Emek/zaman sandığı. Sendikoop emek/zamana ve karşılıklılığa dayalı bir dayanışma ekonomisi kurar. Üyelerin çeşitli alanlarda arz ettikleri emek biçimleri, ihtiyaç duyup talep ettikleri çeşitli işlerle takas edilir. Böylece üyeler birbirlerini yetkinlikleri nispetinde, para ve hiyerarşi ilişkileri olmaksızın, destekler. Kapitalizme karşı ve onun dışında bir alan örgütlenir.

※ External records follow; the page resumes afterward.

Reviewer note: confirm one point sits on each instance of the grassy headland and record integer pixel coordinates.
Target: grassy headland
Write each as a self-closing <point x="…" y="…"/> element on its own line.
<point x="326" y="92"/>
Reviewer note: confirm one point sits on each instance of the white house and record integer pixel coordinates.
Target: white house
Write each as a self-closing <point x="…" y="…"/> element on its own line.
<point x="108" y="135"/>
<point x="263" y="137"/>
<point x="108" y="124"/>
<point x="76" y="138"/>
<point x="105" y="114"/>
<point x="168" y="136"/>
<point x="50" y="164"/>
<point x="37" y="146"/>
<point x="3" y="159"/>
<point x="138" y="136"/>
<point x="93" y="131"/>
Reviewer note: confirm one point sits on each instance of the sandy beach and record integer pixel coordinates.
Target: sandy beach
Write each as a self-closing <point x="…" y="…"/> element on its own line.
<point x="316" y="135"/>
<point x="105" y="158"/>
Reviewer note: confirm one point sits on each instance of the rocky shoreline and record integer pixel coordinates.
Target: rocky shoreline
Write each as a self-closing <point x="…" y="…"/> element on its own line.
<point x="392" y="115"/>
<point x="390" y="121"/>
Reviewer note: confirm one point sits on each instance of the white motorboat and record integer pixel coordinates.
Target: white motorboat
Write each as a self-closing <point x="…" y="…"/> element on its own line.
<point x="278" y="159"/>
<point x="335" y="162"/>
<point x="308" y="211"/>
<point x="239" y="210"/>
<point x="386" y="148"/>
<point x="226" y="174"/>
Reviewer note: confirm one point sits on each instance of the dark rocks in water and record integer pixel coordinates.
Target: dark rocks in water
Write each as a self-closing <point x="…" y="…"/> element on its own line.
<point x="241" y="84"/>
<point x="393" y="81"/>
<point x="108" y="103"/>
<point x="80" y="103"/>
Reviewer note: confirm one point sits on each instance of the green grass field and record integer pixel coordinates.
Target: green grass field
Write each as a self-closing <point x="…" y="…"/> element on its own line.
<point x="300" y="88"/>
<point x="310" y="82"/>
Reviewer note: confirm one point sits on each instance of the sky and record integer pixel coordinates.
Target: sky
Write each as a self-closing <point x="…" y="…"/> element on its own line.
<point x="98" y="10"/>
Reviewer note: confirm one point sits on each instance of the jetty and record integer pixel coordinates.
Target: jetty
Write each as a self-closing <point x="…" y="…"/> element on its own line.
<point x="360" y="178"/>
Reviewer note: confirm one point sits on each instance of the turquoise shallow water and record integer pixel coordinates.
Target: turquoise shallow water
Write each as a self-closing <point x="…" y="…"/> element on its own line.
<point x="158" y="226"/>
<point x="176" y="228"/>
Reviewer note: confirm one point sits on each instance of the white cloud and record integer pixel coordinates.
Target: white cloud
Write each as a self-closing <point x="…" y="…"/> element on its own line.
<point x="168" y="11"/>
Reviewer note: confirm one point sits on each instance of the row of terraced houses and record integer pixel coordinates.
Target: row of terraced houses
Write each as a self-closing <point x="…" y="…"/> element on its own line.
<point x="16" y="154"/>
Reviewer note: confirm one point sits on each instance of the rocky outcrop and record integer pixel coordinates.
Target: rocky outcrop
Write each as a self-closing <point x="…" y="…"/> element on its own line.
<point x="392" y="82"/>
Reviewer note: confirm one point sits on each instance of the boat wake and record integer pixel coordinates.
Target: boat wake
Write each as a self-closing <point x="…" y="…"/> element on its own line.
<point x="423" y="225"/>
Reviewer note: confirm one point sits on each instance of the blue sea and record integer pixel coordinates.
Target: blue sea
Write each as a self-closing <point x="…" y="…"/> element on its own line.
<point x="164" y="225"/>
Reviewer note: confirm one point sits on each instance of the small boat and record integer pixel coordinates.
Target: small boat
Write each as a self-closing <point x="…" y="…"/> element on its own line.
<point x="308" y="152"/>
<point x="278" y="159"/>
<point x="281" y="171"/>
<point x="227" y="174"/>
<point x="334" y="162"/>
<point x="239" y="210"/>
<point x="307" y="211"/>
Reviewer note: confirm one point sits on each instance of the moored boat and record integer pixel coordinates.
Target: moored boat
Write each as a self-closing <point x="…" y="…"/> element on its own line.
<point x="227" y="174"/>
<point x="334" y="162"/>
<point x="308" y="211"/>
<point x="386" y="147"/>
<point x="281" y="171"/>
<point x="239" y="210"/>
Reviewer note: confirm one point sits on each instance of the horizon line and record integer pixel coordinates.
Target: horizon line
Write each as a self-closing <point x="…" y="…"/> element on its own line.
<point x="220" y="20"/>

Kooperatif. Sendikoop üyeleri üreticiden aracısız olarak getirdiği, daha sağlıklı ve hesaplı ürünleri gönül rahatlığıyla ve birlikte tüketebilmeyi hedefler. Müşterek bir süreçle, görece hesaplı, adil ve kısmen doğal ürünlerin aracısız sofralarda bölüşülmesine inanır. Gündelik hayatta, sofralarda Sendikoop’un “ürünü” olmasını anlamlı bulur. Gelişip oturdukça, çalışma alanlarımızda, emeğini patronlara satmak yerine, hakça üretim ve adilce paylaşımın mümkün olduğu üretim kooperatiflerinde örgütlenmeyi hedefler.

Gelin birlikte yapalım!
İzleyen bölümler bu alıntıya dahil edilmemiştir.